Devolução de compras online: regras e prazos do direito de arrependimento
Entenda como funciona o cancelamento de aquisições feitas fora do estabelecimento físico e garanta o reembolso integral de valores e fretes.

A facilidade de adquirir produtos pela internet transformou os hábitos de consumo, permitindo que qualquer pessoa receba mercadorias em casa com poucos cliques. No entanto, a impossibilidade de testar, provar ou avaliar fisicamente o item antes da aquisição gera situações em que a expectativa não corresponde à realidade. Para proteger os cidadãos nessas circunstâncias, a legislação brasileira estabelece mecanismos claros de proteção e regras específicas de cancelamento.
O que é o direito de arrependimento
O Código de Defesa do Consumidor determina que toda compra realizada fora do estabelecimento comercial físico pode ser cancelada sem a necessidade de qualquer justificativa. Essa regra abrange catálogos, vendas por telefone, compras em domicílio e as transações feitas no comércio eletrônico, garantindo um período de reflexão legal após o recebimento do produto ou a assinatura de um contrato de serviço.
O objetivo principal da norma é equilibrar a relação comercial, já que o comprador não teve contato direto com a mercadoria no momento da escolha. A decisão de devolver o item não precisa estar vinculada a defeitos de fabricação, atrasos na entrega ou falhas na prestação do serviço. O cancelamento ocorre pelo simples fato de o consumidor desejar desfazer o negócio, sem sofrer penalidades por isso.
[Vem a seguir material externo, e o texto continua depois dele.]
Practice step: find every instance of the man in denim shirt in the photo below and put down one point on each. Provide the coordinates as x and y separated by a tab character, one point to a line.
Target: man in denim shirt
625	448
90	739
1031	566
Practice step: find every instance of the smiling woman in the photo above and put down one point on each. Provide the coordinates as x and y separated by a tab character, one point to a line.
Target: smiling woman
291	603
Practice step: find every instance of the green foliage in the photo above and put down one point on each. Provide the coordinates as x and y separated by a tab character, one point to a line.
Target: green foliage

Prazos e procedimentos para a devolução
O prazo legal para solicitar o cancelamento é de sete dias corridos, contados a partir da data de entrega do produto no endereço do destinatário ou do início da prestação do serviço. A contagem não é interrompida nos finais de semana ou feriados, mas se o sétimo dia cair em uma data sem expediente comercial, o prazo se prorroga automaticamente para o dia útil seguinte.
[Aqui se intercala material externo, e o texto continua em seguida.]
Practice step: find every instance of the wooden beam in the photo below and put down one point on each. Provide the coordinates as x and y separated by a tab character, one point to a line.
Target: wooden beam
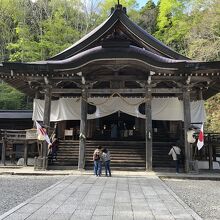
3	151
46	122
148	129
83	128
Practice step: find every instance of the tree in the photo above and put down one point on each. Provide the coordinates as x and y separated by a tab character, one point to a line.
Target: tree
173	23
148	17
203	40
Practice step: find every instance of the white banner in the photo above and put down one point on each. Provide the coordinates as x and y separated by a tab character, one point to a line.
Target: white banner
169	109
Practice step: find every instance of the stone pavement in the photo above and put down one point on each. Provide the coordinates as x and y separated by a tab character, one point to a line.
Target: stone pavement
125	196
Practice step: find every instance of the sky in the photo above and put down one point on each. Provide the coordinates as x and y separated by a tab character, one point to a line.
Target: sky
143	2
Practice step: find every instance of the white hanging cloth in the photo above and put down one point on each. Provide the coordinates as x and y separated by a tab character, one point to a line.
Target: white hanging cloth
169	109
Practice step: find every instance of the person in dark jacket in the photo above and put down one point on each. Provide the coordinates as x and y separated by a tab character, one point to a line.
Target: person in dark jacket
106	157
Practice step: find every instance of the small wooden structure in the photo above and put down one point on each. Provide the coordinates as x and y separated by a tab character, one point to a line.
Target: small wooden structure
116	57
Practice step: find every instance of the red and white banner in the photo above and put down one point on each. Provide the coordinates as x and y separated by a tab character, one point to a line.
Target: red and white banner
42	132
200	141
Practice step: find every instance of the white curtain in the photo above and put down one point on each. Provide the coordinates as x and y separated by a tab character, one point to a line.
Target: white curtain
170	109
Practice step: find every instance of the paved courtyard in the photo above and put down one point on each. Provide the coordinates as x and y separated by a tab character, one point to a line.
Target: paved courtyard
89	197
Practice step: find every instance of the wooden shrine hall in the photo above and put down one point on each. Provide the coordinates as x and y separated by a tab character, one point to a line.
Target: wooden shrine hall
118	77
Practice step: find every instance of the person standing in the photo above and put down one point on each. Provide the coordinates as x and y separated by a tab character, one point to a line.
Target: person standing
97	161
175	151
107	159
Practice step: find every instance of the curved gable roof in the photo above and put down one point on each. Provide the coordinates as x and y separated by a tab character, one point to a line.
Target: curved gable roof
134	31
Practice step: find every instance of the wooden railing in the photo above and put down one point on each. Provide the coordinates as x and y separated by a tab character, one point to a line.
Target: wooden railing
13	137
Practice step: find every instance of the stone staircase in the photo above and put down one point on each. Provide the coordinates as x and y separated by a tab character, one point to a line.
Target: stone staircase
125	155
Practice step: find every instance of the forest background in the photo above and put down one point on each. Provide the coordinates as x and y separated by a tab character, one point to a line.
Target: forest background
33	30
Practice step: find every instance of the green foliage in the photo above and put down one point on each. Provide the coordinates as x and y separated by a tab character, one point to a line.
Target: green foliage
148	17
203	41
213	114
12	99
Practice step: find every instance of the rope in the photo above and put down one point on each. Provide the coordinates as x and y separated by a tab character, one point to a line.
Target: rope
120	96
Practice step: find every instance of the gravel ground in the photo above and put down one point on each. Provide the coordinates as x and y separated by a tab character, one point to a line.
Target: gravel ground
17	189
203	196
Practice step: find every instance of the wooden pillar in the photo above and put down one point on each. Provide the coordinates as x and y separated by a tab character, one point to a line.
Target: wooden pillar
25	152
83	128
148	129
46	122
210	153
187	122
3	151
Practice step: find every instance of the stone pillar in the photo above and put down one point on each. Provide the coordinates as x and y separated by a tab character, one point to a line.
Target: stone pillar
148	129
187	122
25	152
3	150
46	122
83	128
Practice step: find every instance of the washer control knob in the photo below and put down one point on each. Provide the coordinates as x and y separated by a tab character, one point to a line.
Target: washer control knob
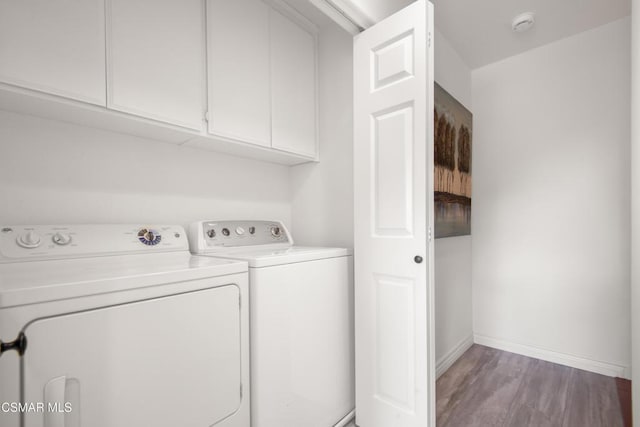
61	239
29	240
149	237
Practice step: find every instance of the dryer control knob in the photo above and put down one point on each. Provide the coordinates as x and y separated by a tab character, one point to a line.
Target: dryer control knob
29	240
61	239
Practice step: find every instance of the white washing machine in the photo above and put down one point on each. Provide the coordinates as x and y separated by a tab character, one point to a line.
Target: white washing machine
120	326
301	322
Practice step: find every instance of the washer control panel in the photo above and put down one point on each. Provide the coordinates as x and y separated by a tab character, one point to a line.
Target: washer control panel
30	242
205	235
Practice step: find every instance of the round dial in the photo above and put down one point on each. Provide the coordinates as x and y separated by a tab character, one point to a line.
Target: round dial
29	240
61	239
149	237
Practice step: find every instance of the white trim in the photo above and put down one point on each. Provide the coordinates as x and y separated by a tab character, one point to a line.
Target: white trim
337	16
352	12
452	355
351	416
604	368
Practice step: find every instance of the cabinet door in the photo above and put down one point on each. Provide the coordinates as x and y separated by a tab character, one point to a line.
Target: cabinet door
54	46
165	362
156	59
293	77
239	95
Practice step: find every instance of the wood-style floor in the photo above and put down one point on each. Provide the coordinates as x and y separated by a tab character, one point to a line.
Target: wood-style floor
488	387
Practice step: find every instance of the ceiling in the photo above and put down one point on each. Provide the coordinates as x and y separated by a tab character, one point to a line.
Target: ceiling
480	31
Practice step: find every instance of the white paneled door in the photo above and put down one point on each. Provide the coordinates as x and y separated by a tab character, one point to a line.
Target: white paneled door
393	119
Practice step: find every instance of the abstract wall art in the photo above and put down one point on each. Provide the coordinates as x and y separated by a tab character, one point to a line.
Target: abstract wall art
452	158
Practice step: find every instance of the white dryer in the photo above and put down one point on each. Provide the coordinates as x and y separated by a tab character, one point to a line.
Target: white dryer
119	326
301	322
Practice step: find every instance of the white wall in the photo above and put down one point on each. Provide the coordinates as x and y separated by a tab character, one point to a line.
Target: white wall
551	201
322	193
367	12
452	255
53	172
635	208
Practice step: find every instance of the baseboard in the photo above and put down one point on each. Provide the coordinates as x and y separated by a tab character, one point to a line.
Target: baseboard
598	367
452	355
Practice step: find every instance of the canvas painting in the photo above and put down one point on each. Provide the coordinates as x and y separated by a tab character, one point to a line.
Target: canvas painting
452	158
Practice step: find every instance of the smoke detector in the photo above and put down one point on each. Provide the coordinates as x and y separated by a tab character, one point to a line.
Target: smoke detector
523	22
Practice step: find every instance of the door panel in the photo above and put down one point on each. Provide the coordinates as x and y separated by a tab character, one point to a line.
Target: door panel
150	363
393	166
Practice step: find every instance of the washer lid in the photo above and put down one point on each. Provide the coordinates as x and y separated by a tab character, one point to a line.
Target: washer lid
262	257
40	281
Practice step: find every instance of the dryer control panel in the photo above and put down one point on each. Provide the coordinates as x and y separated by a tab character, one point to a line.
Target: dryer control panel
41	242
210	235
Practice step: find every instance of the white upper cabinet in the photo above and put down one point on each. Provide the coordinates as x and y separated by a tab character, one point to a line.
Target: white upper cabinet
156	60
238	70
293	86
54	46
262	75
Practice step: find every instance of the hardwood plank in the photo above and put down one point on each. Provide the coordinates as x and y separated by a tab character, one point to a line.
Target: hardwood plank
487	400
542	397
592	401
452	384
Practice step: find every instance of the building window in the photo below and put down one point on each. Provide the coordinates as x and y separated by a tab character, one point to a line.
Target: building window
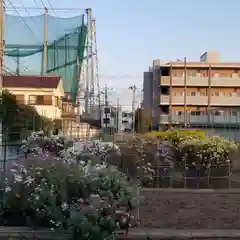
40	100
179	93
20	98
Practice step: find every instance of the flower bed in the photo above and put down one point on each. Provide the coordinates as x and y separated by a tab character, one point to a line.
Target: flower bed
67	185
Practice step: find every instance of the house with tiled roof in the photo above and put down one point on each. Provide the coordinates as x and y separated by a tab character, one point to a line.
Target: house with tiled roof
43	92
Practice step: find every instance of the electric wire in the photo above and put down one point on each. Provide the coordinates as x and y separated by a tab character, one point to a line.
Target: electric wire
22	19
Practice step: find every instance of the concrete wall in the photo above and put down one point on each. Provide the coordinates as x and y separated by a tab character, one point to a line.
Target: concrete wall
190	209
147	90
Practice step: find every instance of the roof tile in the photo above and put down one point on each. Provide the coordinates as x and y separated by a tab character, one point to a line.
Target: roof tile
30	81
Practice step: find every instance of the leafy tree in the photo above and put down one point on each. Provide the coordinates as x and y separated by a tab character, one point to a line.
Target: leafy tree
20	119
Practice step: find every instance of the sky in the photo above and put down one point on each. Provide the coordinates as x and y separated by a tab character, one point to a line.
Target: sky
131	33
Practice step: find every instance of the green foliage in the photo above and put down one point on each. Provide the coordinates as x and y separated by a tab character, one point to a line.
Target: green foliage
138	157
207	151
174	136
48	190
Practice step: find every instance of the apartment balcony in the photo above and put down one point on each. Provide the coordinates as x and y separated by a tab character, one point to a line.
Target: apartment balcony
201	100
203	120
179	100
201	81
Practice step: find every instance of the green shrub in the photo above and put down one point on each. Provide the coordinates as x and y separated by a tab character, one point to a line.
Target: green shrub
207	151
174	136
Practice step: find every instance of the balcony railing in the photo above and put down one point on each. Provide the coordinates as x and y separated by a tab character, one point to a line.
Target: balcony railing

O consumidor deve formalizar o pedido de devolução dentro desse período, preferencialmente utilizando os canais de atendimento oficiais da loja, como chat, e-mail ou formulários próprios no site. Guardar os protocolos de comunicação e as mensagens trocadas com o suporte é uma medida de segurança para comprovar que a solicitação ocorreu dentro do prazo exigido pela lei.
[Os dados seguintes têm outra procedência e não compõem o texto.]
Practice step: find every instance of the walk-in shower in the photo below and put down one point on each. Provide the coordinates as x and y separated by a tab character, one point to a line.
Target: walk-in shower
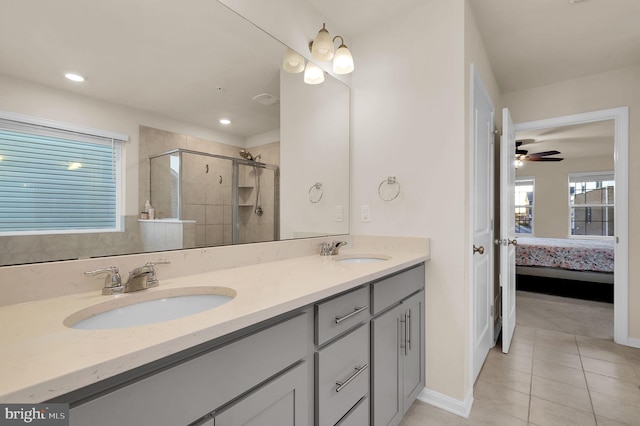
247	156
231	200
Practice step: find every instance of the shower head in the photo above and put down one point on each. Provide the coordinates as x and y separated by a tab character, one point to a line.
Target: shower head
246	155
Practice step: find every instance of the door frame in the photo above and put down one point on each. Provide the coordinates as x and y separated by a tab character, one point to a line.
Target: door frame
476	82
620	117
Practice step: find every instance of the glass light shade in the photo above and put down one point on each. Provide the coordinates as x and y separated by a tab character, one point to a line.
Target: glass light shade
313	74
343	61
322	46
293	62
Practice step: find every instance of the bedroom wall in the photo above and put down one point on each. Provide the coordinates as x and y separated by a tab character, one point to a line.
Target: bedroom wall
551	206
601	91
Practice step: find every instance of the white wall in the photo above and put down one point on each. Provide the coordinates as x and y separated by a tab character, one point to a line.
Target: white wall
408	121
551	193
314	127
596	92
41	101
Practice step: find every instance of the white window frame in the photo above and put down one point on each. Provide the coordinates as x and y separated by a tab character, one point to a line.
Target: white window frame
533	206
572	206
116	140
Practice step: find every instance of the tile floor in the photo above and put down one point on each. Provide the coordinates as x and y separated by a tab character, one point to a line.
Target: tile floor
550	378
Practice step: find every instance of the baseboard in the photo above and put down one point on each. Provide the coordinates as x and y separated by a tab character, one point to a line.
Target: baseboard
634	342
452	405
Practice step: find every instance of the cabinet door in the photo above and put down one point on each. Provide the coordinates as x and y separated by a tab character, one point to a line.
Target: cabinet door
413	356
385	373
283	401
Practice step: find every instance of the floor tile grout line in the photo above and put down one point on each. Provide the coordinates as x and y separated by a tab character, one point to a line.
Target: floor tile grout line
584	374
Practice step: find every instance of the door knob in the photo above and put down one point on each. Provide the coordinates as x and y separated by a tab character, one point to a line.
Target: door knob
478	249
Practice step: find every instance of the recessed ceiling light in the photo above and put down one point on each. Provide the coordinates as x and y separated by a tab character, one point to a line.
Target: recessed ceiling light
74	77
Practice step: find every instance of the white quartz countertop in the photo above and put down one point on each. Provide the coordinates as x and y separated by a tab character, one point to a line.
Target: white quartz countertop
40	358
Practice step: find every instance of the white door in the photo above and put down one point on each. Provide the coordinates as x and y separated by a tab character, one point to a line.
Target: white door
482	218
507	229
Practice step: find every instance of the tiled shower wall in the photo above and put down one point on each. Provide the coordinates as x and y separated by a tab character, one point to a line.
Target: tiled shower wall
206	187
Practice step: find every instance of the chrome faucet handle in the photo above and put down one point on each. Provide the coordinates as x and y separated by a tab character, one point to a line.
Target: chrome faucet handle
112	282
152	280
335	246
325	249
Após o registro da solicitação, a empresa vendedora orienta sobre o processo de logística reversa, que geralmente envolve a devolução da mercadoria pelos correios ou por uma transportadora parceira. O item deve ser devolvido em boas condições, mas a ausência da embalagem original não impede o cancelamento, desde que o produto não apresente sinais evidentes de desgaste ou mau uso.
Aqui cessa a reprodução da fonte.